Wednesday, June 01, 2005

SAY IT AIN’T SO

By Rabbi Pinchos Lipschutz

Remember the huge outcry that erupted when the integrity of the renowned mohel, Rabbi Yitzchok Fischer, was attacked? Everyone was inflamed. “How dare they try to dictate how we practice our religion in 21st century America,” was the echo you heard wherever you went. “This is New York, this is our town! They’ll never get away with it!”

Then the brouhaha died down. Everyone was convinced the problem would go away somehow. Just like PETA would not be able to stop shechita in America, a local health commissioner would not succeed in halting metzizah b’peh, the assumption went. After all, people thought, how could an entire religious community be dissed without serious repercussions? One would have to be almost paranoid to think that could happen…right?

That kind of uncertainty that defuses outrage is exactly what veteran politicians count on when they exceed their mandate. They expect a bit of a backlash and some bad press for a while. Then, as sure as day follows morning, public attention shifts elsewhere and our public servants are free to continue pursuing their whims.

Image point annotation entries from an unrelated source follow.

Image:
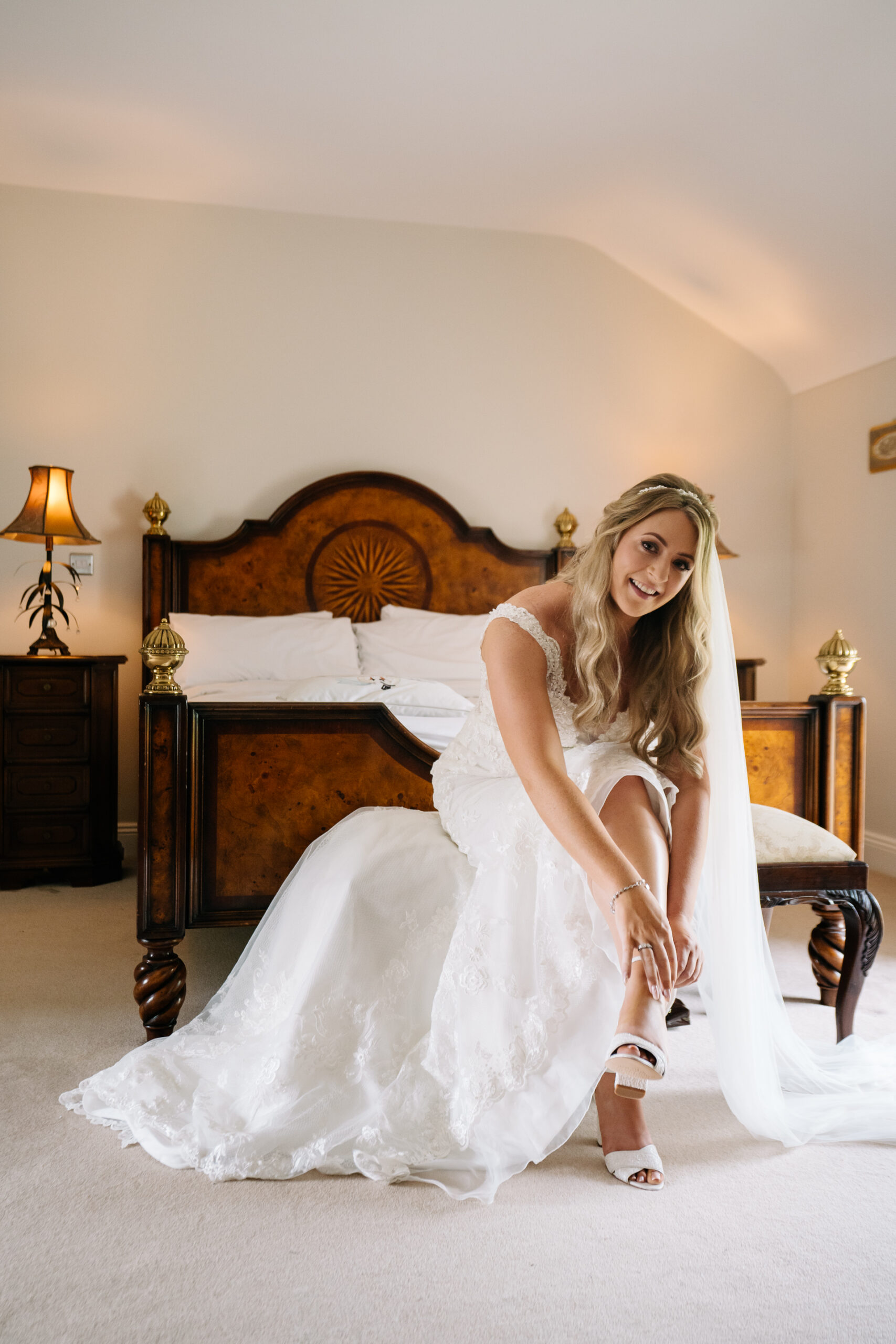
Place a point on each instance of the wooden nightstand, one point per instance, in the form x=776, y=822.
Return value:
x=59, y=802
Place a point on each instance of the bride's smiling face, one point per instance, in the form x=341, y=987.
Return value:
x=653, y=562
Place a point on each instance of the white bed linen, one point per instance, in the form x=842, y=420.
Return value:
x=430, y=710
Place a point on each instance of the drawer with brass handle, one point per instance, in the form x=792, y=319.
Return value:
x=27, y=786
x=49, y=689
x=38, y=838
x=59, y=777
x=46, y=737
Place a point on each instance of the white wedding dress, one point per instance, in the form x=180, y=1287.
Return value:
x=412, y=1006
x=431, y=996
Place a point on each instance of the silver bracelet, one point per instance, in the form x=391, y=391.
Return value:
x=638, y=884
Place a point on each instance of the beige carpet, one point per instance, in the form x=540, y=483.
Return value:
x=101, y=1245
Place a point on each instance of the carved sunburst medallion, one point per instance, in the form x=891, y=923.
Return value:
x=362, y=566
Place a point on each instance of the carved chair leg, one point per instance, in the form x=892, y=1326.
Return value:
x=160, y=990
x=864, y=927
x=827, y=945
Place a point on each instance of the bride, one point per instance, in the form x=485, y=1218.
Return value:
x=436, y=996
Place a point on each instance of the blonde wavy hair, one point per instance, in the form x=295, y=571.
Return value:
x=668, y=655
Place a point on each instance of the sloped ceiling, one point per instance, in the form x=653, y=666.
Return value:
x=741, y=155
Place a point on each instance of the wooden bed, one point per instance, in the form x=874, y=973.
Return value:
x=231, y=793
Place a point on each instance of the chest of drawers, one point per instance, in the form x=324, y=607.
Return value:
x=59, y=786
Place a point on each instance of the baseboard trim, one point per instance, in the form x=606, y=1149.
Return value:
x=880, y=853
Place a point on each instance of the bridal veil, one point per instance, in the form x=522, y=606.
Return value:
x=777, y=1085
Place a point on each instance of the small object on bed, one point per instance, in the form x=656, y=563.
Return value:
x=426, y=646
x=163, y=651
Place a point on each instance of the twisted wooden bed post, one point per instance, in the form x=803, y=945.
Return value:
x=162, y=874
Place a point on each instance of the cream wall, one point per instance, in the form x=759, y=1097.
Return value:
x=844, y=566
x=230, y=356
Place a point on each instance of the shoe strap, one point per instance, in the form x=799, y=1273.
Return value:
x=626, y=1162
x=650, y=1046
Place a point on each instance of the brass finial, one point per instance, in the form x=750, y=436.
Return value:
x=837, y=659
x=163, y=651
x=566, y=524
x=156, y=511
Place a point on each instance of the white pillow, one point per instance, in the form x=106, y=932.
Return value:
x=433, y=646
x=426, y=699
x=782, y=838
x=248, y=648
x=422, y=699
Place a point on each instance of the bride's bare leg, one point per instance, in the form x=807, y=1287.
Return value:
x=633, y=826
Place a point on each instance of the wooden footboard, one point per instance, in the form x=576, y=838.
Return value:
x=231, y=796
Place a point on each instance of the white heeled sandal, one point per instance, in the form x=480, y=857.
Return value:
x=635, y=1072
x=628, y=1162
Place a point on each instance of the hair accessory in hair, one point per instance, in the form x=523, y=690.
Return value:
x=671, y=488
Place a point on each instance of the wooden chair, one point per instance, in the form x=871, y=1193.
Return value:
x=810, y=760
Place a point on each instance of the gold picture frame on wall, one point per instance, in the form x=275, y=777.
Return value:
x=882, y=448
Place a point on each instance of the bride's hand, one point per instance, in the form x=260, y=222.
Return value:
x=688, y=951
x=641, y=920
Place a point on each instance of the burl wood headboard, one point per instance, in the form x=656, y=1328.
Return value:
x=349, y=545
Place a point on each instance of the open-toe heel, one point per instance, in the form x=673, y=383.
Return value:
x=635, y=1072
x=628, y=1162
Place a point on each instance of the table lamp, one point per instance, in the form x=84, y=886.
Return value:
x=49, y=517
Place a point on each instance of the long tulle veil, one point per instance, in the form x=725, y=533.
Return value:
x=777, y=1085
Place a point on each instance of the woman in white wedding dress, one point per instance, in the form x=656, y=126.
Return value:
x=436, y=996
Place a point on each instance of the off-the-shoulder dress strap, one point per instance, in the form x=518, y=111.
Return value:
x=532, y=627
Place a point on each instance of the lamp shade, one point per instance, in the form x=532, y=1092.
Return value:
x=49, y=511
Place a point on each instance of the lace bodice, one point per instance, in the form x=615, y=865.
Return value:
x=479, y=748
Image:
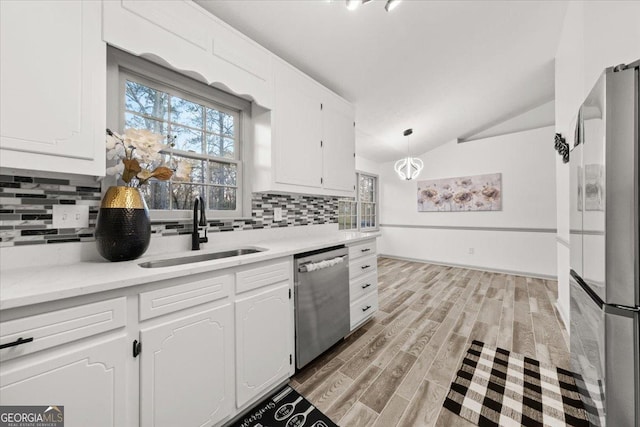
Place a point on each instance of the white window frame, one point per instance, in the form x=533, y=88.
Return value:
x=358, y=204
x=122, y=66
x=375, y=201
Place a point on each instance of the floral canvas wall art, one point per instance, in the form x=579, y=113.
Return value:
x=468, y=193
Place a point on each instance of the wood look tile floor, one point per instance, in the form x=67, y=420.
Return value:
x=396, y=369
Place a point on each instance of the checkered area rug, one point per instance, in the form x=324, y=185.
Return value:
x=495, y=387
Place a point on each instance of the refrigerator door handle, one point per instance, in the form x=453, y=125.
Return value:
x=627, y=308
x=587, y=289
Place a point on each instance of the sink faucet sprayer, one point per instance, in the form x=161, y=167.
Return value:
x=198, y=203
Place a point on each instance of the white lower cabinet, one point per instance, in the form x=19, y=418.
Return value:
x=264, y=333
x=186, y=370
x=205, y=347
x=89, y=381
x=363, y=282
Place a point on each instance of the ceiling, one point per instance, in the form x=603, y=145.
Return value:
x=447, y=69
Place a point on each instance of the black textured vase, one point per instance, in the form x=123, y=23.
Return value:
x=123, y=229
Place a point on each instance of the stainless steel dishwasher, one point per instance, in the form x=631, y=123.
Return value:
x=321, y=301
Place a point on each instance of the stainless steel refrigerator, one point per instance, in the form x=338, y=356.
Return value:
x=605, y=294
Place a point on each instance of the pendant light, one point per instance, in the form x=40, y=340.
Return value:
x=410, y=167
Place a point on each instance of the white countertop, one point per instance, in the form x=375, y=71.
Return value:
x=37, y=284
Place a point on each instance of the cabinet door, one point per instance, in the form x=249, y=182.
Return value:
x=264, y=337
x=53, y=84
x=89, y=382
x=297, y=129
x=186, y=370
x=339, y=163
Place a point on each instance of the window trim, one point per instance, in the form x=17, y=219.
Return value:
x=358, y=204
x=376, y=201
x=121, y=64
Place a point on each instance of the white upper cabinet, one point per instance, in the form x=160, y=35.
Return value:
x=190, y=40
x=307, y=143
x=53, y=85
x=297, y=129
x=338, y=145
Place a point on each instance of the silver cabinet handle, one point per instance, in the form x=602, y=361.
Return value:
x=17, y=342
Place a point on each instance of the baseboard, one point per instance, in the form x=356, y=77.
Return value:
x=475, y=267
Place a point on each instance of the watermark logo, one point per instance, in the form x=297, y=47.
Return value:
x=32, y=416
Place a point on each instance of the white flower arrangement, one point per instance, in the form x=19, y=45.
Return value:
x=136, y=152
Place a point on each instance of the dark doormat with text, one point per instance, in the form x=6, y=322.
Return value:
x=286, y=408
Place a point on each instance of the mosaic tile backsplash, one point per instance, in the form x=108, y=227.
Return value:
x=26, y=211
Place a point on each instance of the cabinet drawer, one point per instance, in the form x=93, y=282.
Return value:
x=362, y=249
x=363, y=285
x=61, y=326
x=174, y=298
x=363, y=308
x=362, y=266
x=264, y=275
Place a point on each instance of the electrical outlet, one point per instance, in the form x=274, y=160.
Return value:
x=70, y=216
x=277, y=214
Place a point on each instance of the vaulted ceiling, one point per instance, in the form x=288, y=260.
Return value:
x=448, y=69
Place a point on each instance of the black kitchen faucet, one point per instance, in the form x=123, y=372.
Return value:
x=198, y=203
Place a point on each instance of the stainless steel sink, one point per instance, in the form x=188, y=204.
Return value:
x=168, y=262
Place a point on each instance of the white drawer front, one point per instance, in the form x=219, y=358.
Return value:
x=363, y=285
x=363, y=308
x=362, y=266
x=174, y=298
x=362, y=249
x=264, y=275
x=61, y=326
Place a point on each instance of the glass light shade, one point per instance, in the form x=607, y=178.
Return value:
x=408, y=168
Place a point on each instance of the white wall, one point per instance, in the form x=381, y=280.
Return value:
x=366, y=165
x=595, y=35
x=527, y=163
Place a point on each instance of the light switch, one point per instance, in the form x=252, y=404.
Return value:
x=70, y=216
x=277, y=214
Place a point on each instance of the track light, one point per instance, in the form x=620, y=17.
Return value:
x=353, y=4
x=391, y=4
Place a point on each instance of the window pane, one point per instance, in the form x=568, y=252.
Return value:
x=145, y=100
x=198, y=168
x=183, y=195
x=222, y=198
x=366, y=189
x=186, y=112
x=222, y=173
x=220, y=146
x=156, y=194
x=134, y=121
x=186, y=139
x=220, y=123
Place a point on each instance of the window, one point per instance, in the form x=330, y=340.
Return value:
x=361, y=213
x=203, y=126
x=367, y=202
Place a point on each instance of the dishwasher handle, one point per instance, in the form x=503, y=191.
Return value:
x=315, y=266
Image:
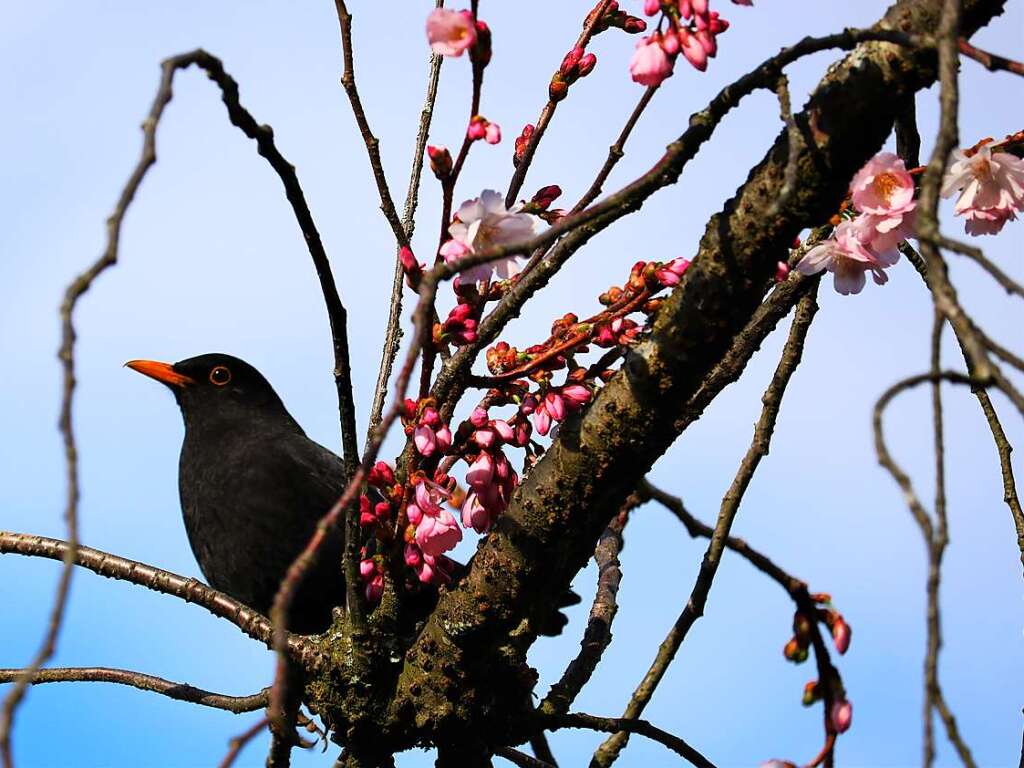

So, too, with the attack on circumcision ritual. People calmed down and apathy soon replaced indignation.

The truth suffers, the cause suffers, but injustice marches right on.

For the New York City Health Department, it seems that due process and “separation of church and state” are allowed to be suspended when ancient Jewish religious practices are at issue. Responsible medical research and testing—standard procedure in every other investigation—are dispensed with at the Health Department when the target of inquiry involves members of the religious community.

Rather than follow the State’s lead and rescind the restraining order on the respected mohel, the City Health Department continues to defend its decision, despite the apparent flimsy nature of its allegations against him.

What it comes down to is this: The City Health Department has banned a world-renowned expert mohel from performing metzitzah b’peh based on the following “evidence:” three infants came down with herpes.

The snap conclusion was that the infections must have been transmitted by the mohel.

But where are the grounds for this assumption? Is there any known precedent for mohalim transmitting the virus? Should not herpes in newborn baby boys be a more common occurrence in communities where metzizah b’peh is practiced?

WHERE’S THE PROOF?

Furthermore, it has never really been proven that people with herpes (HSV) antibodies can infect infants through metzizah b’peh—just because someone postulated such theory does not make it fact. To date it is but an unsubstantiated claim. Nevertheless, it was immediately used by the health department to legitimize the attack on Rabbi Fischer.

Imagine that three patients of a world-class physician, who treated 12,000 patients, contract a certain virus. Would the health department immediately curtail the doctor’s ability to practice medicine? Would they hastily place blame for the contraction of the viruses on the respected physician or would they investigate each individual case thoroughly to ascertain the source of the virus? Would they rely on circumstantial evidence to ban the physician? Would they develop theories and act upon them before they are proven?

More likely, responsible health officials, before embarking on such extreme “solutions,” would first thoroughly investigate all family members and acquaintances, and comprehensively examine the matter from all angles.

They would convene a conference of infectious disease experts who would analyze the problem in depth in order to arrive at the best avenues of safeguarding public health. In a case with potentially sweeping ramifications, they would immediately publish their findings in order to assuage everyone’s concerns.

If the city health officials did in fact follow the above protocol in the case of Rabbi Fischer, they certainly aren’t telling anyone. Instead they hide behind patient confidentially concerns.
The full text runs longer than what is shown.